FOOD OF THE GODS Paintings and inscriptions on tomb and temple walls show all the different foods considered worthy of the gods. The walls of Karnak Temple indicate that Amun-Re (when he appeared as a fertility god) preferred offerings of vegetables and fresh flowers. To appease the violent side of her nature, and because she was the goddess of music, love, and dance, Hathor was given wine.
Horus the child was presented with milk. These personalized offerings were accompanied by menus that also might have included roasts of beef and gazelle, ducks, game birds, vegetables and fruits of all kinds, bread, cake, beer, wine, and milk. The idea of food of the gods's was an exchange. The pharaoh, by way of the priests, provided specific foods that were thought to please the gods. The food offering was one of many rituals performed each day to ensure that Egypt remained in a state of MAAT, or divine order.
Early each morning temple workers began preparations for the daily offering. Every step of the preparation was closely supervised, for no mistakes could be made. The kitchens baked fresh bread and cakes in several different shapes; roasted joints of beef, wild game, and ducks; prepared vegetables and fruits; and brewed the best quality beer.

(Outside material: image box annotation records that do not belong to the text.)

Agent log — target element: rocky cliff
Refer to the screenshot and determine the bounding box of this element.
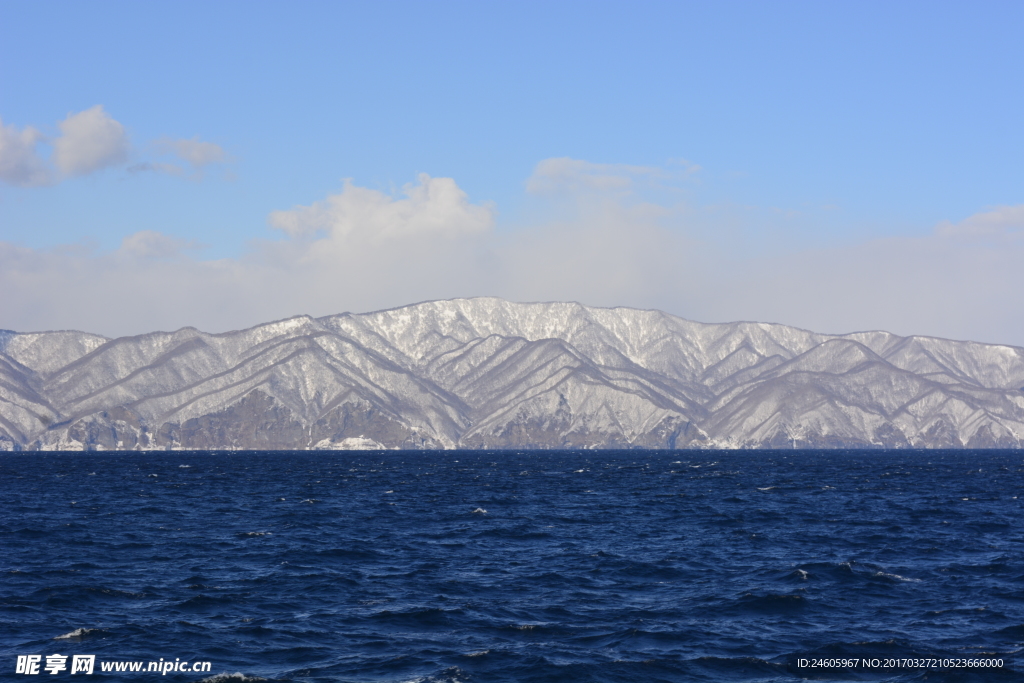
[0,298,1024,450]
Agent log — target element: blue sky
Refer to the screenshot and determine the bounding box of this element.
[0,0,1024,345]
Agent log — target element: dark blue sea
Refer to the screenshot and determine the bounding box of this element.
[0,451,1024,683]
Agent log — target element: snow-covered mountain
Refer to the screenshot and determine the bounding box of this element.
[0,298,1024,450]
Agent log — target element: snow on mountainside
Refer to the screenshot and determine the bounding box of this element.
[0,298,1024,450]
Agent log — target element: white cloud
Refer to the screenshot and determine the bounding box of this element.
[937,205,1024,239]
[116,230,196,259]
[53,104,131,175]
[0,120,52,186]
[268,173,494,243]
[157,135,226,170]
[0,165,1024,345]
[0,104,227,186]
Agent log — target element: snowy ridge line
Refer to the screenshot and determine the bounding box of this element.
[0,298,1024,450]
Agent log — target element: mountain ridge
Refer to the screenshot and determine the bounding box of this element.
[0,297,1024,450]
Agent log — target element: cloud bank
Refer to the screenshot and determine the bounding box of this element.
[0,104,226,187]
[0,160,1024,345]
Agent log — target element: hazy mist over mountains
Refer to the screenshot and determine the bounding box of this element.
[0,298,1024,450]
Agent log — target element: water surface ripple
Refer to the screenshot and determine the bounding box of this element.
[0,452,1024,683]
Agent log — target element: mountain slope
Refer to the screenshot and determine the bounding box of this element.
[0,298,1024,450]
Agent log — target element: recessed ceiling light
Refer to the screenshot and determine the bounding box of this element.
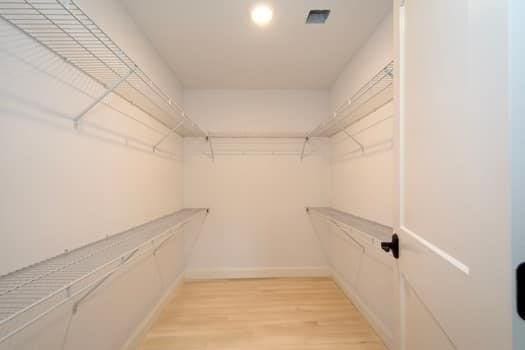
[252,4,273,26]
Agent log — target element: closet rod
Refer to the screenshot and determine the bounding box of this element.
[0,0,207,137]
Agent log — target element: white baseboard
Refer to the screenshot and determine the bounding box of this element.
[185,266,332,280]
[122,273,184,350]
[332,269,394,349]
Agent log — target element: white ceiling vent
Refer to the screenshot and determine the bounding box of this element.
[306,10,330,24]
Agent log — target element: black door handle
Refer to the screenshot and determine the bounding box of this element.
[516,263,525,320]
[381,233,399,259]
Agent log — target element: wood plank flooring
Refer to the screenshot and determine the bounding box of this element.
[140,278,386,350]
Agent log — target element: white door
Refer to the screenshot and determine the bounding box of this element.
[395,0,512,350]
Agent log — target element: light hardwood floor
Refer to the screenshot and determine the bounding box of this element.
[140,278,386,350]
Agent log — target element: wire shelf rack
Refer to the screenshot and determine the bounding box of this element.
[307,62,394,138]
[0,0,207,139]
[0,209,208,344]
[306,207,393,248]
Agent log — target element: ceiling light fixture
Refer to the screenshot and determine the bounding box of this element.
[252,4,273,27]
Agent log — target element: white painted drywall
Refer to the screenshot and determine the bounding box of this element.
[0,1,182,274]
[184,90,330,277]
[312,14,396,348]
[0,0,191,350]
[508,0,525,350]
[330,13,394,225]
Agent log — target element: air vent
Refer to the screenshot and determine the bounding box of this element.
[306,10,330,24]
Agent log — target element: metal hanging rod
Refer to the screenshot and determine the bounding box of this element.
[0,209,208,344]
[308,62,394,137]
[0,0,207,137]
[306,207,394,249]
[301,61,394,160]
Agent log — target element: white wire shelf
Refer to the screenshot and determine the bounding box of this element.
[0,0,206,139]
[307,62,394,138]
[0,208,208,344]
[306,207,394,248]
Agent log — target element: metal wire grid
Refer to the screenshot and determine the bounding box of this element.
[308,207,393,241]
[0,209,206,342]
[308,62,394,137]
[0,0,206,137]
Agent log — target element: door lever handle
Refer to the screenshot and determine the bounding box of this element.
[381,233,399,259]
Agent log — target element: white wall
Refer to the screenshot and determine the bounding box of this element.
[508,0,525,350]
[330,13,394,225]
[312,10,396,348]
[184,90,330,277]
[0,1,182,274]
[0,0,190,350]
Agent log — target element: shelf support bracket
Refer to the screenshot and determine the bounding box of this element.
[206,135,215,162]
[73,248,139,314]
[73,70,135,128]
[343,129,365,152]
[153,117,186,152]
[301,136,310,162]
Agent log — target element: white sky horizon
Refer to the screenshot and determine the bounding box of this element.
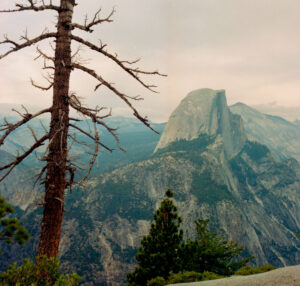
[0,0,300,122]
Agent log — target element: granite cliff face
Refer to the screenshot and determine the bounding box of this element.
[0,89,300,285]
[155,88,246,158]
[230,103,300,161]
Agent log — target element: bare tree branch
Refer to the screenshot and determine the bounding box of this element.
[0,134,49,182]
[72,63,159,134]
[71,35,167,93]
[0,33,57,60]
[0,0,62,13]
[72,8,116,33]
[0,108,52,146]
[69,123,113,152]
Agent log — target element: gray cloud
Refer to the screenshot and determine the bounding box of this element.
[0,0,300,121]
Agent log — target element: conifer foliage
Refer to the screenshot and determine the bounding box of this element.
[127,190,183,286]
[182,219,253,275]
[0,196,30,253]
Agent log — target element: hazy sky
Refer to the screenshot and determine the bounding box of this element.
[0,0,300,121]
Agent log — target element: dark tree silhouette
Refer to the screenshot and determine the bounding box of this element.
[0,0,163,257]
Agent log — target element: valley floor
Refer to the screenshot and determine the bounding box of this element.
[168,265,300,286]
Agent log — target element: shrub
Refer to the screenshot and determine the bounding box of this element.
[0,256,81,286]
[234,264,276,275]
[147,276,167,286]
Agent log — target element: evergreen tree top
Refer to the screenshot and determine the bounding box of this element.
[166,189,174,198]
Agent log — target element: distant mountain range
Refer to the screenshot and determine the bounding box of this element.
[0,89,300,285]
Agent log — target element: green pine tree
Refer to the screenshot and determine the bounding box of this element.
[127,190,183,286]
[0,196,30,252]
[182,219,253,275]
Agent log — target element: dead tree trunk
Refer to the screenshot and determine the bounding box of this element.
[38,0,73,257]
[0,0,164,257]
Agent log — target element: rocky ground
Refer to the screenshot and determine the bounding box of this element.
[168,265,300,286]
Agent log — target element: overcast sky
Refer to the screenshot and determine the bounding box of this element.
[0,0,300,121]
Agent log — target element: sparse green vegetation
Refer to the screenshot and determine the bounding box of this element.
[127,190,253,286]
[0,196,30,252]
[0,256,81,286]
[234,264,276,275]
[127,190,183,286]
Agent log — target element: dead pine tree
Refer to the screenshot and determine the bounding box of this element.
[0,0,164,257]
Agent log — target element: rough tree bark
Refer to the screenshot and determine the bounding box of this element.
[38,0,73,257]
[0,0,164,257]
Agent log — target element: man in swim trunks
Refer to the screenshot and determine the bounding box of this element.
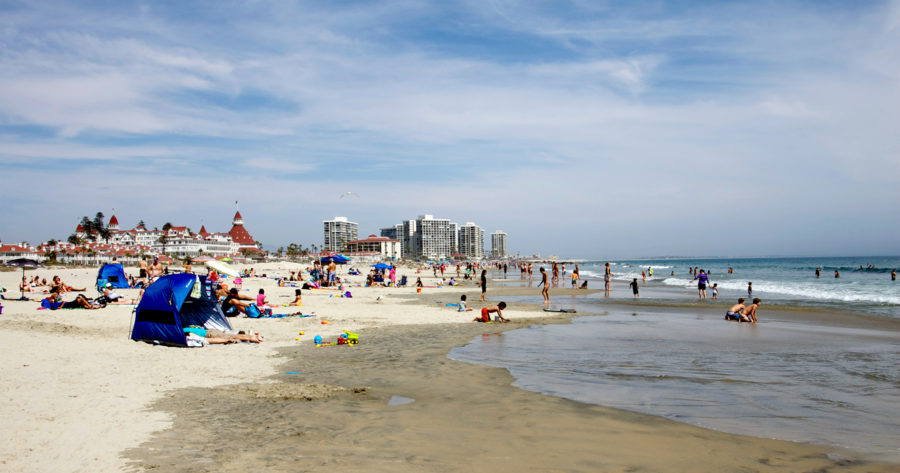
[693,269,709,299]
[725,297,745,322]
[472,302,509,322]
[741,297,762,324]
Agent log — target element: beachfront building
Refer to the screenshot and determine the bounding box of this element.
[459,222,484,259]
[322,217,359,253]
[345,235,403,262]
[412,215,453,260]
[62,212,262,264]
[491,230,508,259]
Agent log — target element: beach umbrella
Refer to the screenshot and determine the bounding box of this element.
[6,258,43,301]
[203,260,241,278]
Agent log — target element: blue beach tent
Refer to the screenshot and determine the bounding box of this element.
[97,264,129,291]
[131,273,231,346]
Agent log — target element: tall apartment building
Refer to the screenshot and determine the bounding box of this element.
[412,215,453,259]
[491,230,509,259]
[322,217,359,253]
[459,222,484,258]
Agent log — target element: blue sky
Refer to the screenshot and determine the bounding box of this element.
[0,0,900,258]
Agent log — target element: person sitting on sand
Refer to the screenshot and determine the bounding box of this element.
[741,297,762,324]
[472,302,509,322]
[44,288,106,310]
[97,283,144,305]
[725,297,746,322]
[456,294,472,312]
[222,287,253,317]
[256,288,268,309]
[182,327,266,345]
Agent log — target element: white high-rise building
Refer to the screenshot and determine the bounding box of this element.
[412,215,453,259]
[491,230,508,259]
[322,217,359,253]
[459,222,484,258]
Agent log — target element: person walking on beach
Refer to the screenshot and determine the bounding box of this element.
[691,269,709,300]
[628,278,641,299]
[603,261,612,297]
[538,266,550,304]
[481,269,487,302]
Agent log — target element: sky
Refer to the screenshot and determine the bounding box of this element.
[0,0,900,258]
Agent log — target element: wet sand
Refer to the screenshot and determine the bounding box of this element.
[125,317,897,472]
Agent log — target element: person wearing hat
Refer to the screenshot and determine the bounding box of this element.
[97,283,143,305]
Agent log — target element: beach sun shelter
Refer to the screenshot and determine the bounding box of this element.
[131,273,231,346]
[97,264,130,291]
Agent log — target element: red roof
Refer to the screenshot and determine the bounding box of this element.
[0,245,32,253]
[347,235,399,243]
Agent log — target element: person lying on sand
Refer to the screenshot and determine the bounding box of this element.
[472,302,509,322]
[44,288,106,310]
[182,327,266,345]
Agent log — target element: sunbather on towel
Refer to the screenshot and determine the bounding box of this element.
[182,327,266,344]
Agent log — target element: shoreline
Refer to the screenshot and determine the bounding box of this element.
[129,282,896,472]
[0,264,898,471]
[126,317,896,472]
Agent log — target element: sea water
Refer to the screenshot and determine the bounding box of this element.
[449,308,900,461]
[566,256,900,318]
[449,257,900,461]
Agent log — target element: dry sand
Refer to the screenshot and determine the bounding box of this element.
[0,263,896,472]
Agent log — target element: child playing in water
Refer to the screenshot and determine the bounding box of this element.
[628,278,641,299]
[456,294,472,312]
[473,302,509,322]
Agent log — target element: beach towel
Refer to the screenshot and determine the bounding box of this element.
[41,299,65,310]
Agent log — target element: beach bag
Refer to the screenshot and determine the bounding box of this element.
[246,304,260,319]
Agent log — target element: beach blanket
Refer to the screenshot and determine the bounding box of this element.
[41,299,64,310]
[257,313,316,319]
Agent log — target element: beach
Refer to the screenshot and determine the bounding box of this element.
[0,263,897,471]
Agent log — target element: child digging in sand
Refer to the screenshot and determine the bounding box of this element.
[472,302,509,322]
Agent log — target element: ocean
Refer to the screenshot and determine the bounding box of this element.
[449,257,900,461]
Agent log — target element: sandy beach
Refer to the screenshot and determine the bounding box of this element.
[0,263,896,472]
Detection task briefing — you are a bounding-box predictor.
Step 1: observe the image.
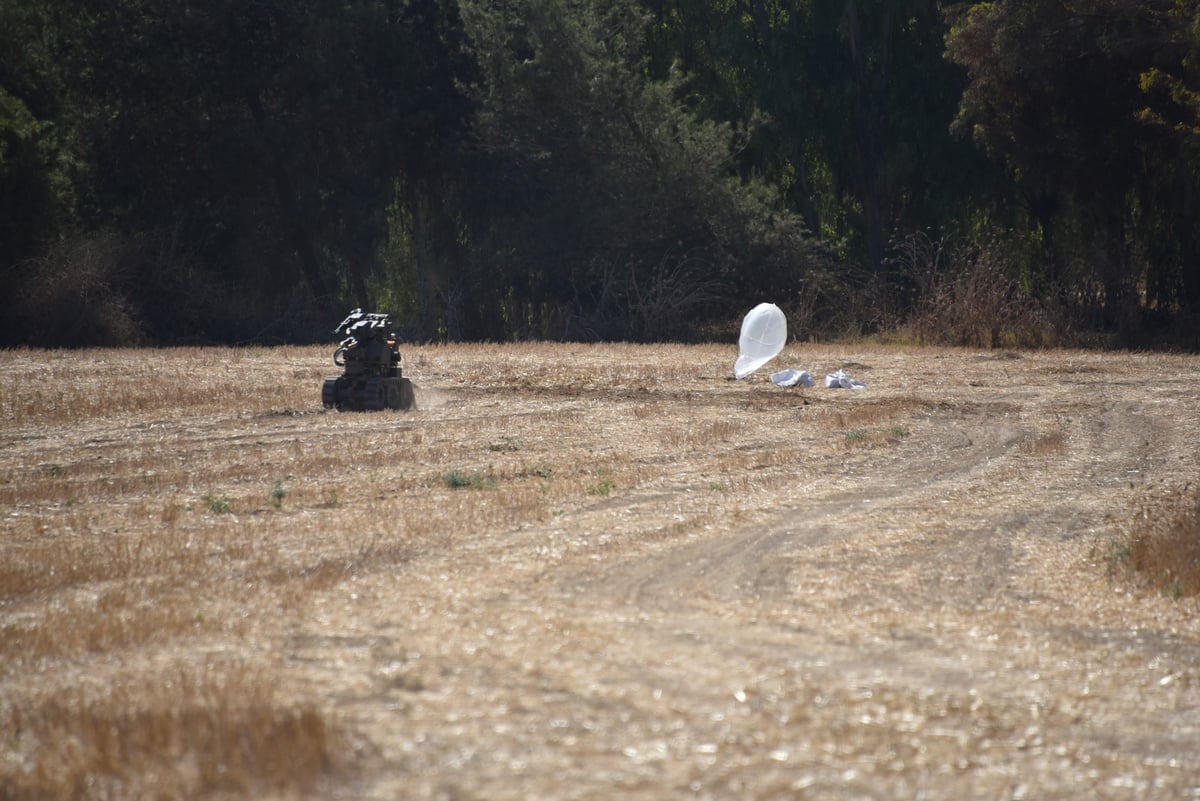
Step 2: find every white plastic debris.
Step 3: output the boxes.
[770,367,814,386]
[733,303,787,379]
[826,371,866,390]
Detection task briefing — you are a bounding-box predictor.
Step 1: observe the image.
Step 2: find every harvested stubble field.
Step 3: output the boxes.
[0,344,1200,800]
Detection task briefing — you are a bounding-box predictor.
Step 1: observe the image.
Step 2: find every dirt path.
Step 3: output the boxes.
[278,353,1200,799]
[0,345,1200,801]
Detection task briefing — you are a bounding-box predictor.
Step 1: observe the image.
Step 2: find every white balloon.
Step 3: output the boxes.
[733,303,787,379]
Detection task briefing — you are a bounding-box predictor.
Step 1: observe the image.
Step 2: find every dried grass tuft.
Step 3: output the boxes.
[0,662,347,801]
[1117,486,1200,598]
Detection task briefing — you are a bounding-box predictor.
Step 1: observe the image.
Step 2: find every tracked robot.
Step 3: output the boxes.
[320,308,416,411]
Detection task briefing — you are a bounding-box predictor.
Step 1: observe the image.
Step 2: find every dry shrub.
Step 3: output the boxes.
[1122,486,1200,597]
[17,230,145,348]
[0,662,346,801]
[895,227,1057,348]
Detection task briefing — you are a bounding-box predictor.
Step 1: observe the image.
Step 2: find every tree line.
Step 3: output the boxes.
[0,0,1200,348]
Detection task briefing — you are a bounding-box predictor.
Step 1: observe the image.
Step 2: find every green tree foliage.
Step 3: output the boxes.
[7,0,1200,344]
[5,0,472,336]
[947,0,1200,335]
[446,0,822,339]
[647,0,995,270]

Before the gods could be served, each group of food was purified with water, natron, and burning incense. Food bearers carried platters piled high with every kind of food and set them on offering tables in front of the god's shrine. When the shrine was opened, a selection of food was taken from each tray, placed on a special serving platter, and presented to the cult statue of the god. Later the food was distributed among the priests, except for the loaves of bread; they remained on the offering table until the next morning when the ceremony would be repeated. The only food item that was never served to the gods was fish. There are two theories about why fish have not been deemed a food of the gods.
One idea is that fish were sacred to the gods: A pair of fish, Abu, and Ant, swam on either side of the sun god Re's boat to ward off evil spirits when it passed through the Underworld. Another possibility is that when the god Osiris was hacked to bits, his phallus was thrown into the Nile and eaten by a fish.